It changed my life. Several times, in fact.
I’ve used this amazing technique to write six books, produce a record, and script and direct a feature-length film. I used it again last year to write 350 poems — one a day, after I began on January 15. And I am using it this year to get that book of poems published and to write six other books (five business books under the Michael Masterson pen name, and a novel with my personal byline).
MaryEllen Tribby is using this technique right now to write her first book on marketing (which John Wiley & Sons will be publishing at the end of this year).
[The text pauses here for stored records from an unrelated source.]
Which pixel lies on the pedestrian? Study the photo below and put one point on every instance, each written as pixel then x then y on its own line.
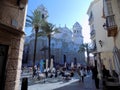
pixel 82 74
pixel 95 74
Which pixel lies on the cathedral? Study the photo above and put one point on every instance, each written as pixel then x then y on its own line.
pixel 64 46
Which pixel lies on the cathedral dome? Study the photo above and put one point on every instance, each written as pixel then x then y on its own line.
pixel 77 26
pixel 65 34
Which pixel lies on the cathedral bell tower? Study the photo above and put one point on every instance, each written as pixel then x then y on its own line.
pixel 77 33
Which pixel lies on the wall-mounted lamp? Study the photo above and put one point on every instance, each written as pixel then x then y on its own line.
pixel 101 43
pixel 21 6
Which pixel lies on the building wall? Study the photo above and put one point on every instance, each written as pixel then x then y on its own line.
pixel 101 34
pixel 116 12
pixel 12 21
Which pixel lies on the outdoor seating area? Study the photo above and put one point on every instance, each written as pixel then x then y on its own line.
pixel 112 83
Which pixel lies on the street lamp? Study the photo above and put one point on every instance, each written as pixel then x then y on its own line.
pixel 101 43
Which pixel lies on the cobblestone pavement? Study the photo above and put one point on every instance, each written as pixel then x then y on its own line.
pixel 72 84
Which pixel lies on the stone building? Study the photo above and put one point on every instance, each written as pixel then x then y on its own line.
pixel 12 20
pixel 64 46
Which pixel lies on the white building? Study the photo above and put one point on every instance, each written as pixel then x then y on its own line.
pixel 64 45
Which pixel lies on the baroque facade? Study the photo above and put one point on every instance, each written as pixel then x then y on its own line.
pixel 11 42
pixel 64 46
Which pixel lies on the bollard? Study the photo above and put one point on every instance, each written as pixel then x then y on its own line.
pixel 24 85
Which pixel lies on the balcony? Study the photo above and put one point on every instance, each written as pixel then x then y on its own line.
pixel 111 26
pixel 92 33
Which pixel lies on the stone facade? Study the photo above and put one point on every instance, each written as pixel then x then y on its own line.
pixel 12 21
pixel 64 46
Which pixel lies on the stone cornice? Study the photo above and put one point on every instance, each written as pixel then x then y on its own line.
pixel 11 30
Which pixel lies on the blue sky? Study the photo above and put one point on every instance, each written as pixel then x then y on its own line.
pixel 63 12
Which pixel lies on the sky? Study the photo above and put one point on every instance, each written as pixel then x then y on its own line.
pixel 64 12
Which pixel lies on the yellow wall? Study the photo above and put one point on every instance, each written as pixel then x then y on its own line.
pixel 107 59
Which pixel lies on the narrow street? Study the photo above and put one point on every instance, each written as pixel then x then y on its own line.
pixel 72 84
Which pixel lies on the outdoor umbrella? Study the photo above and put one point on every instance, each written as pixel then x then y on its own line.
pixel 116 56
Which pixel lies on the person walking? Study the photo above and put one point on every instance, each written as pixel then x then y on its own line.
pixel 82 74
pixel 95 74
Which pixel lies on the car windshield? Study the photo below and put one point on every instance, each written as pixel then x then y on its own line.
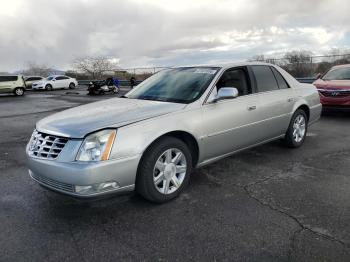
pixel 179 85
pixel 338 74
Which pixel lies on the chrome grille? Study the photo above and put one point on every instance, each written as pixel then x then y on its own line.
pixel 53 183
pixel 46 146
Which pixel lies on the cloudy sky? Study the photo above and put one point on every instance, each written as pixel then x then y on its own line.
pixel 166 32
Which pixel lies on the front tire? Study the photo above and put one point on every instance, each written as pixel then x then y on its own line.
pixel 296 133
pixel 19 91
pixel 164 170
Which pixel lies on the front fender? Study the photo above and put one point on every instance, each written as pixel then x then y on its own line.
pixel 135 138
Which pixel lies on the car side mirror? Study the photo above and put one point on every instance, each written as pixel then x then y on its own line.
pixel 226 93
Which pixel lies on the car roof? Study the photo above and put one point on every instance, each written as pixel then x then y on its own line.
pixel 229 65
pixel 33 76
pixel 341 66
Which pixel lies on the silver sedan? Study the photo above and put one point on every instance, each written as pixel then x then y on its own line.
pixel 176 120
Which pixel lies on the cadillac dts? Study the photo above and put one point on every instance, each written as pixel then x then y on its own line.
pixel 181 118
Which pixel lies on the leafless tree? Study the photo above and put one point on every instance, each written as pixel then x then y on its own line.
pixel 95 67
pixel 36 70
pixel 299 63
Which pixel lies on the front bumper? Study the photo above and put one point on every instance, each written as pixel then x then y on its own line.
pixel 65 176
pixel 338 98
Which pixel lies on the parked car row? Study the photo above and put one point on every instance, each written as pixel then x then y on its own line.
pixel 334 87
pixel 17 84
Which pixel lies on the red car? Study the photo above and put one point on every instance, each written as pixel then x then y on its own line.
pixel 334 86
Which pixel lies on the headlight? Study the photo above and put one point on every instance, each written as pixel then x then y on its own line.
pixel 97 146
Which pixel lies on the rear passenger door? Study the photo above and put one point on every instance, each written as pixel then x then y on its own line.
pixel 275 100
pixel 60 82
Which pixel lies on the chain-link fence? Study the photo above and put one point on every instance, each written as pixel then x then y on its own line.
pixel 300 65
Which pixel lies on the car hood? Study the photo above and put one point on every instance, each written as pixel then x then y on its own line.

It is the single best technique I know for change. And it’s the fastest and easiest way to turn your life around if you are not happy with the way it’s been going so far.
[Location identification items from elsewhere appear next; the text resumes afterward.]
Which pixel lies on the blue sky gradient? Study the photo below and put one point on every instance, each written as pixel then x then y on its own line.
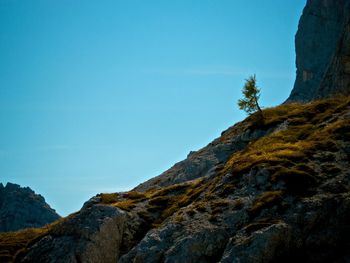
pixel 99 96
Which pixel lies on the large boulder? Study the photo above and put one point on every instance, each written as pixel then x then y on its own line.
pixel 22 208
pixel 322 50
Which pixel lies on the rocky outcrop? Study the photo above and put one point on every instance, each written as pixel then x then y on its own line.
pixel 92 235
pixel 267 191
pixel 322 50
pixel 204 161
pixel 22 208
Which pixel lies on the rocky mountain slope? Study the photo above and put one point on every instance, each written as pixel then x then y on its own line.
pixel 22 208
pixel 267 191
pixel 322 50
pixel 284 197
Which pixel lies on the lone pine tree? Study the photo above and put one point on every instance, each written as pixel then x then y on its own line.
pixel 251 93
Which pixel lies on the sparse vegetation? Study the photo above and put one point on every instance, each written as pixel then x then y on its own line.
pixel 251 95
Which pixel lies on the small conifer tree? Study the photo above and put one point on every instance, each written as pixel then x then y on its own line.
pixel 251 93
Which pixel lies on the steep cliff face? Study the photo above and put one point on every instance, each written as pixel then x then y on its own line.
pixel 22 208
pixel 322 50
pixel 284 197
pixel 271 191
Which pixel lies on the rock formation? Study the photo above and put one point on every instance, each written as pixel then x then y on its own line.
pixel 322 50
pixel 267 192
pixel 22 208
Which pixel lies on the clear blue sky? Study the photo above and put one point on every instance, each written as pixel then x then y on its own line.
pixel 98 96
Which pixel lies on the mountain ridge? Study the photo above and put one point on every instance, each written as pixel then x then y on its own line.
pixel 267 191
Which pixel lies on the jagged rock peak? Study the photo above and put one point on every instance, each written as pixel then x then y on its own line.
pixel 21 207
pixel 322 50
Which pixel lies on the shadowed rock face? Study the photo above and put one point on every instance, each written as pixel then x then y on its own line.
pixel 285 197
pixel 322 50
pixel 22 208
pixel 264 192
pixel 93 235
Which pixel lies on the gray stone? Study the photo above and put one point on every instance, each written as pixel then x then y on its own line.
pixel 322 50
pixel 22 208
pixel 93 235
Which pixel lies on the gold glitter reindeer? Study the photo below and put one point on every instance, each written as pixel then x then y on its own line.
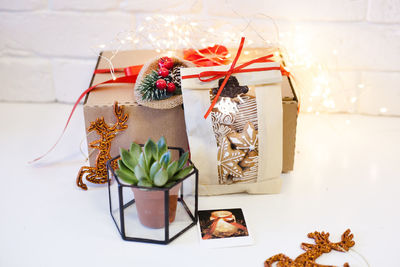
pixel 322 245
pixel 98 174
Doing first things first. Is that what you do?
Here’s what I do:
  • I get up early – never after 6:30 a.m.
  • I get to work early – never later than 7:30 a.m.
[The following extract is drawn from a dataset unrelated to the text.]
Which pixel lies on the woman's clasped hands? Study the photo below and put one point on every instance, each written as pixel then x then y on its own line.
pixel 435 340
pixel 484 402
  • I spend my first hour doing a task that advances my most important goal.
  • If I’m going strong, I spend the next hour doing the same thing. If not, I switch to a task that advances my second-most-important goal.
  • I spend my third hour on another priority.
  • Only after four hours of doing important work do I allow myself to deal with less important work and other people’s urgencies.
By the time most people start wandering into the office – between 8:30 and 9:00 – I’ve done at least an hour and sometimes two hours of work that is helping me achieve my important goals. Goals that correspond to my core values. Goals that will immensely improve my life.
That’s how to begin a very good day!
I do this five days a week. And on weekends, I find at least two more hours each day to devote to my top priority. In a year, this averages to about 600 hours. Six hundred hours may not sound like much, but it is.